Continuous Integration and Deployment (CI/CD) pipelines help to ensure that your functions work both locally and in a test environment on Google Cloud. Once you finish developing locally, you can configure a CI/CD platform such as Cloud Build to run your existing Cloud Functions tests on an ongoing basis. Continuous testing helps ensure that your code continues to work as intended and that your dependencies remain up-to-date. As Cloud Functions are not updated automatically, you can also configure CI/CD pipelines (including those built on top of Cloud Build) to automatically test and redeploy your functions from a source repository such as GitHub, Bitbucket, or Cloud Source Repositories.

You can also refer to the Article and blog for a brief description of the CI\CD for GCP Serverless Cloud Functions. You can also refer to the Thread which explains the brief aspect of CI/CD Pipeline for cloud functions and how it works to resolve issue of re deployment as:

The CICD uses Terraform inside Cloud Build ( cloud build yaml file contains 'terraform init' and terraform apply'). Thus, push (or pull request) triggers a Cloud Build job, which executes Terraform.

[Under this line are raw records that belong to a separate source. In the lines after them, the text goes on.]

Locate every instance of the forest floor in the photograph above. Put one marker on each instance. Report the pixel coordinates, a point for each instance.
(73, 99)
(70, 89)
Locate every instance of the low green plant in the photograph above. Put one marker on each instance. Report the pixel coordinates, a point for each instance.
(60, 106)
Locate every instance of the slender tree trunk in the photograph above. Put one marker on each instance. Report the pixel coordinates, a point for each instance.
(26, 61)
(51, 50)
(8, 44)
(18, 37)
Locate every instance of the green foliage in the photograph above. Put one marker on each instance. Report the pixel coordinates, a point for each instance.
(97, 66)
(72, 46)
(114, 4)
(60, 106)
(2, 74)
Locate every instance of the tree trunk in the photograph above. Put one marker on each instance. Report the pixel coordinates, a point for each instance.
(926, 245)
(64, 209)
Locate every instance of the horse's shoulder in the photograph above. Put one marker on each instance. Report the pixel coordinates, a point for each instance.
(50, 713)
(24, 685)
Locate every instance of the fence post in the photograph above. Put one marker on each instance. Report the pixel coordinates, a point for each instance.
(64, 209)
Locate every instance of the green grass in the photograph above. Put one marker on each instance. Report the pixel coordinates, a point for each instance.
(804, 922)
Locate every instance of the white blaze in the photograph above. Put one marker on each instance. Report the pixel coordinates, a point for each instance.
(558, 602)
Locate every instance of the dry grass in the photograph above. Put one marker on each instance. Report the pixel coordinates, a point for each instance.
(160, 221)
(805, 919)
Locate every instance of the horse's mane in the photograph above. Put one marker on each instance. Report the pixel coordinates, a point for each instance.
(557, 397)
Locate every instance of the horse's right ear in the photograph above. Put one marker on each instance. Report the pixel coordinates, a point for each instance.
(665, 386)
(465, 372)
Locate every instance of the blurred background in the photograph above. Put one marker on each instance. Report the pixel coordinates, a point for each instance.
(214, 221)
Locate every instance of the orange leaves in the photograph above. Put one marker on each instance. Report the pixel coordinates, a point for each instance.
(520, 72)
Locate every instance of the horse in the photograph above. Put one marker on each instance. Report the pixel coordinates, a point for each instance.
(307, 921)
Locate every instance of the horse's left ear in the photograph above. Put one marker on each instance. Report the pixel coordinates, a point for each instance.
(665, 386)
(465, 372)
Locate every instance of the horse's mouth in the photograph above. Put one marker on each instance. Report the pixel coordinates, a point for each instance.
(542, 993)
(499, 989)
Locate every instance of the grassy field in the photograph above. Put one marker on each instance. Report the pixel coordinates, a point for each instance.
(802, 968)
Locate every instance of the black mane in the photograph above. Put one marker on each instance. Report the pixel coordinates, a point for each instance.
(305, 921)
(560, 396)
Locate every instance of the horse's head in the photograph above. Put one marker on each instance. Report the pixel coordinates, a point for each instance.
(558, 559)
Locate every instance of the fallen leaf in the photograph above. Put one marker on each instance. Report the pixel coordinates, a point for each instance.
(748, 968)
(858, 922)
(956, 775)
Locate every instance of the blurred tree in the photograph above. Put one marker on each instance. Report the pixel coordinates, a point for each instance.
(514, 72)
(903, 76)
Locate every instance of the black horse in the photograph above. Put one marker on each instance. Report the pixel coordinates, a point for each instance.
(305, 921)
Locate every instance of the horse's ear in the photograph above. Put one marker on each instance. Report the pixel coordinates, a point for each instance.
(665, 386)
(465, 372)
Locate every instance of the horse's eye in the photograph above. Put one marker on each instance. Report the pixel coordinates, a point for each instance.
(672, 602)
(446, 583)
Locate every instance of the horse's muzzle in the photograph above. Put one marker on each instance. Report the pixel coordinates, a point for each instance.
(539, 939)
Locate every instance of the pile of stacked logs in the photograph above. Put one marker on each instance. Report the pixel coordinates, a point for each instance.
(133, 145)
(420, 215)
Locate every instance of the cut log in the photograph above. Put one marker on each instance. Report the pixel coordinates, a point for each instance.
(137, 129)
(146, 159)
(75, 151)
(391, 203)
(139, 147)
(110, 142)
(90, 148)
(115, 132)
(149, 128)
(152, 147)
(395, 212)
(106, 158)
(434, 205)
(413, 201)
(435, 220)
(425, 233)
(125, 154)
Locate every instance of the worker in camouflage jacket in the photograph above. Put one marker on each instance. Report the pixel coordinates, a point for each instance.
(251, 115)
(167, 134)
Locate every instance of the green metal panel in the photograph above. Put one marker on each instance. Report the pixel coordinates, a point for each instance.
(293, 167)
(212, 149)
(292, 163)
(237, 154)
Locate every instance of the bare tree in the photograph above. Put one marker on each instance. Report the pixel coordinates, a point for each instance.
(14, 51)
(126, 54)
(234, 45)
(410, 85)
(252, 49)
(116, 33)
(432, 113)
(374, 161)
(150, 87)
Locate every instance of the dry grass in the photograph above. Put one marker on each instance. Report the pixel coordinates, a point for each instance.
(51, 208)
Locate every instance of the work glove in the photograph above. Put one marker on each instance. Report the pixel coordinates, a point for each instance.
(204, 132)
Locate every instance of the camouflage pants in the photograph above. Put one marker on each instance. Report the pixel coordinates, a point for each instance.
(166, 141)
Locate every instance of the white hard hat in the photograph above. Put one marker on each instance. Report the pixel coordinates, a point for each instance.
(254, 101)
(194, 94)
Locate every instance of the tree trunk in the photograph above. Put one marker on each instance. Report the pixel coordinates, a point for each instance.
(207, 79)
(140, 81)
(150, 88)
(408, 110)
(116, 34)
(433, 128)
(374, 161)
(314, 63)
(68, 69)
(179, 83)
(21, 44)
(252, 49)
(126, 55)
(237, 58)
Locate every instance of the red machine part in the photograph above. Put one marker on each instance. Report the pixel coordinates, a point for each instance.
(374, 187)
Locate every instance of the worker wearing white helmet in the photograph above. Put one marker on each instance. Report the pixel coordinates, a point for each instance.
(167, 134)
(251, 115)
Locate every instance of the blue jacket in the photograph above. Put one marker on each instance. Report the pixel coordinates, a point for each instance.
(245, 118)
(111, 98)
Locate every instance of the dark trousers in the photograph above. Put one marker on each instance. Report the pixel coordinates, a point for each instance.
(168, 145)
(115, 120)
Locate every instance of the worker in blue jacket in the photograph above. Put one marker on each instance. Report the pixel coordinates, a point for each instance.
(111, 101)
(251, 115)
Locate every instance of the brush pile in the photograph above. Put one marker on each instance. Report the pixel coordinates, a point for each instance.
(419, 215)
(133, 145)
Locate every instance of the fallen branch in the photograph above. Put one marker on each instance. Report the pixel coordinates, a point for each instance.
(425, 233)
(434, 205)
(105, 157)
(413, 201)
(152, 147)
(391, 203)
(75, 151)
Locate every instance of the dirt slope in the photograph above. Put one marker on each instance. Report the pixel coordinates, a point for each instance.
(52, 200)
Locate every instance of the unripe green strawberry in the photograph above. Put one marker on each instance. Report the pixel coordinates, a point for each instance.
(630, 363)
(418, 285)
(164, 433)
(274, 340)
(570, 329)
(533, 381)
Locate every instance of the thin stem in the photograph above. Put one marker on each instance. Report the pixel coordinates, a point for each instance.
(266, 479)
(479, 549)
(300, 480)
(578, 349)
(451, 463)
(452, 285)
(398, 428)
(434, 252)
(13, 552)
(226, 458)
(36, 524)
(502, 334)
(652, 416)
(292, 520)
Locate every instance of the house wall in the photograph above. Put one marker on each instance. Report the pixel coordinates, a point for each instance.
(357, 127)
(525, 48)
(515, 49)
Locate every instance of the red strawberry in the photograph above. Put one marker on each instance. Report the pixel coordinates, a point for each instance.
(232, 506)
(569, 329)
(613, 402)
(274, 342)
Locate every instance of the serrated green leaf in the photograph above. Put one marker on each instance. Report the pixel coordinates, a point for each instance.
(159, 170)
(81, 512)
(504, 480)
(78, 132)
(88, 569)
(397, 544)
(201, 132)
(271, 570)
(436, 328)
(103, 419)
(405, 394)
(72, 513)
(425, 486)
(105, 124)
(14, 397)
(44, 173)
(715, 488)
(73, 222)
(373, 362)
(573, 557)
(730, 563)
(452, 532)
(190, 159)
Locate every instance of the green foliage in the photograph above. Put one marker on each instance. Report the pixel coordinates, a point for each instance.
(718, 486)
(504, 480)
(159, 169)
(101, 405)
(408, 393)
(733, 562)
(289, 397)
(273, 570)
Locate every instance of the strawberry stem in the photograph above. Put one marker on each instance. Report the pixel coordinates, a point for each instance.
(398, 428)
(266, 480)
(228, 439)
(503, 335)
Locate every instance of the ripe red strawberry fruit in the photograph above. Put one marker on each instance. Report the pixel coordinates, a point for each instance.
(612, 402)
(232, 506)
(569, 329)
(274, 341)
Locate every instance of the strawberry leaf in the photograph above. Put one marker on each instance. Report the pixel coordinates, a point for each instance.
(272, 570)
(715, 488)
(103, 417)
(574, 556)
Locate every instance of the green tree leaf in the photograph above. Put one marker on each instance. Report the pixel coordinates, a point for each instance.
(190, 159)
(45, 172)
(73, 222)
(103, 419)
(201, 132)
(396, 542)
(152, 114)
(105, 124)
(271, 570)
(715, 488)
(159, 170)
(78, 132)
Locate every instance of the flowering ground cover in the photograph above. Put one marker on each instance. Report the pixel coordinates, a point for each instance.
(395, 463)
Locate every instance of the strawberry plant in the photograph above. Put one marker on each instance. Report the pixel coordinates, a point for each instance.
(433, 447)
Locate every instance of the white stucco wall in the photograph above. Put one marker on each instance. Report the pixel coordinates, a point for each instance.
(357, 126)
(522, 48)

When the Terraform is triggered, the zip file is created in case the cloud function code has been modified. The SHA hash code of the zip file is different (if the code has been modified). Thus, the local variable with the GCS object name gets a different value. It means that the zip file is uploaded to the GCS bucket with the new name. As the source code object has now a new name source_archive_object = google_storage_bucket_object.cf_source_zip.name, terraform finds out that the cloud function has to be redeployed (because the state file has the old name of the archive object). The cloud function is redeployed. On the other hand, if the code is not modified - the name source_archive_object = google_storage_bucket_object.cf_source_zip.name is not modified, so Terraform does not deploy anything.